Hospitals across the country had to get creative this past year with the pandemic in order to keep up with the demand for supplies and critical personal protective equipment (PPE).

Weathering the storm of the pandemic was no easy task for any health care facility, but this supply chain warehouse allowed Intermountain Healthcare to stay ahead of the challenges presented by COVID-19.

It’s a unique facility that serves as a hub for supplies needed by everyday health care workers, like masks, gloves, gowns, tubing and more.John Wright, the vice president of Intermountain’s supply chain and support services, says this facility is where their two dozen hospitals and more than 200 clinics spanning three states get their supplies. "It's been a bit of a roller coaster. I would say we started off really operating with one of the unknowns… Nobody could tell us what demand was going to be, we really didn't know what patient volumes were going to be,” Wright said.Even with the unknowns of the pandemic, Wright says the supply chain warehouse was already stocked with critical PPE.

“We carry on average about 45 days of inventory here, and for much of the pandemic supplies … about 60 to 70 days,” he said. “So we really had a buffer in the beginning to react appropriately to the situation because we knew we had the inventory available to meet the needs of the organization."

The warehouse fills more than 12,000 orders per day.

Wright says at the beginning of the pandemic, they were flooded by vendors to purchase product — many of them scams with no actual product to share in the first place.

"In the end, frankly most of those did not pan out, either the products really weren't available or the products didn't meet our specifications,” he said.

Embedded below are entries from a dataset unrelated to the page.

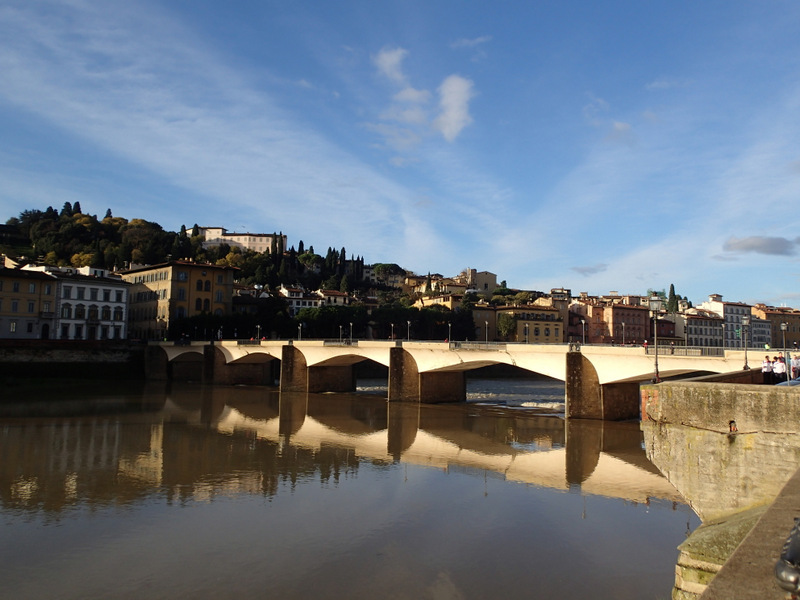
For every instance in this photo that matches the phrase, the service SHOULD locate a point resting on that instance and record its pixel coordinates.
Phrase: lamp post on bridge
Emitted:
(745, 327)
(786, 359)
(655, 307)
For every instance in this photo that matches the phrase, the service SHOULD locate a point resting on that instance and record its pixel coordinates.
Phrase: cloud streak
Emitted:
(774, 246)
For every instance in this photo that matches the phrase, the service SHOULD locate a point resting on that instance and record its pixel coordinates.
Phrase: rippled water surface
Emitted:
(193, 492)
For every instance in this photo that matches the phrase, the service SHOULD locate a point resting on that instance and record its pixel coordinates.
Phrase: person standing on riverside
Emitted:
(779, 369)
(766, 369)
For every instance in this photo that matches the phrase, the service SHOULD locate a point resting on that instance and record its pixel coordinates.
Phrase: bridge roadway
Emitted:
(601, 381)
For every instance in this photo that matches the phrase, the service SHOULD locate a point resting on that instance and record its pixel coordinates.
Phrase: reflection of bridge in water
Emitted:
(598, 458)
(601, 381)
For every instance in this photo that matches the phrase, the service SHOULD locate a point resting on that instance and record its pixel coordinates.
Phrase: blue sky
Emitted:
(595, 146)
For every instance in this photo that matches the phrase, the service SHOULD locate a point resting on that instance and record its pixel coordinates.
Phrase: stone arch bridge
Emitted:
(602, 382)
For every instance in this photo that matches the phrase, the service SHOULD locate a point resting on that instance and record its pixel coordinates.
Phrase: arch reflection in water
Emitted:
(463, 499)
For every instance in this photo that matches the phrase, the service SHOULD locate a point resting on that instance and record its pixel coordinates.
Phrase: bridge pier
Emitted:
(156, 364)
(586, 398)
(297, 376)
(407, 384)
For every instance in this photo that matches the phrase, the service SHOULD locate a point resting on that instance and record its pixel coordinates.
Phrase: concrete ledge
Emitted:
(749, 574)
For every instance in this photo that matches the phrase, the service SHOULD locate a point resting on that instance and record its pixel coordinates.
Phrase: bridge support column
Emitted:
(407, 384)
(582, 388)
(297, 376)
(587, 399)
(209, 358)
(156, 364)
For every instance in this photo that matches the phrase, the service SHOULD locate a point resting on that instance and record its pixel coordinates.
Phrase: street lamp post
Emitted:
(745, 327)
(655, 307)
(786, 359)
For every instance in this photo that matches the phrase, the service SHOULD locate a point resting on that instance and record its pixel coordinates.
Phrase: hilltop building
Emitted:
(258, 242)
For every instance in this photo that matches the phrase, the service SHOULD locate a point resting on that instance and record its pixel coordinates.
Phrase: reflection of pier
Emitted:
(198, 441)
(601, 459)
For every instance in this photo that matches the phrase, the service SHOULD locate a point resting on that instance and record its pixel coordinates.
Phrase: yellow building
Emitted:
(164, 293)
(27, 304)
(535, 324)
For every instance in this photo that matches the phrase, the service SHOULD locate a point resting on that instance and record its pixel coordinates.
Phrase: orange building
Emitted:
(176, 290)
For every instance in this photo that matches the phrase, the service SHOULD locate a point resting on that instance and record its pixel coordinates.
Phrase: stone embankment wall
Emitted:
(728, 443)
(24, 359)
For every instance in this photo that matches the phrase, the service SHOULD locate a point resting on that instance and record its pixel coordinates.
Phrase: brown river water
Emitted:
(137, 491)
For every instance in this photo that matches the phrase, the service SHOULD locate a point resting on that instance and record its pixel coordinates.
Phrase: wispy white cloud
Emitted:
(390, 62)
(454, 96)
(761, 245)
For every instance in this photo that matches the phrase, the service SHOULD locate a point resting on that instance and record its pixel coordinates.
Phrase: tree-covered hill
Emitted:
(70, 237)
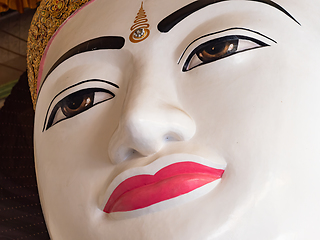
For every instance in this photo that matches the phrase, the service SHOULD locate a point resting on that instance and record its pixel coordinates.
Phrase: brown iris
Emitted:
(76, 103)
(210, 52)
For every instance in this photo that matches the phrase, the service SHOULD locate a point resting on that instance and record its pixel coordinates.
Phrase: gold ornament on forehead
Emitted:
(140, 27)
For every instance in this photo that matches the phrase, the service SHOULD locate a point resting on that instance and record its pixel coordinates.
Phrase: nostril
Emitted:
(132, 154)
(169, 138)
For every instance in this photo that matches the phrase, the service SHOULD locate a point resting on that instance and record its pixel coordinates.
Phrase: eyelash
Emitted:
(219, 48)
(76, 103)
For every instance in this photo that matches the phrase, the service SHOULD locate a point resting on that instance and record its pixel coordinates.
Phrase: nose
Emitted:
(152, 117)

Previous significant world events also prepared Intermountain for what could be to come — something like a pandemic.

“What helped contribute to our success was previous examples of challenges,” Wright said. “The H1N1 situation in 2009, as well as our Ebola preparation work, even lessons we learned from Hurricane Maria when that struck Puerto Rico, how that influenced our supply chain here in Utah."

With no major lapses in supplies for health care workers, those with Intermountain’s supply chain said that they couldn't have been this successful without generous community members donating supplies for masks and face shields.

In turn, they were able to help out other hospitals when needed. They also donated to local municipalities, first responders and the Navajo Nation.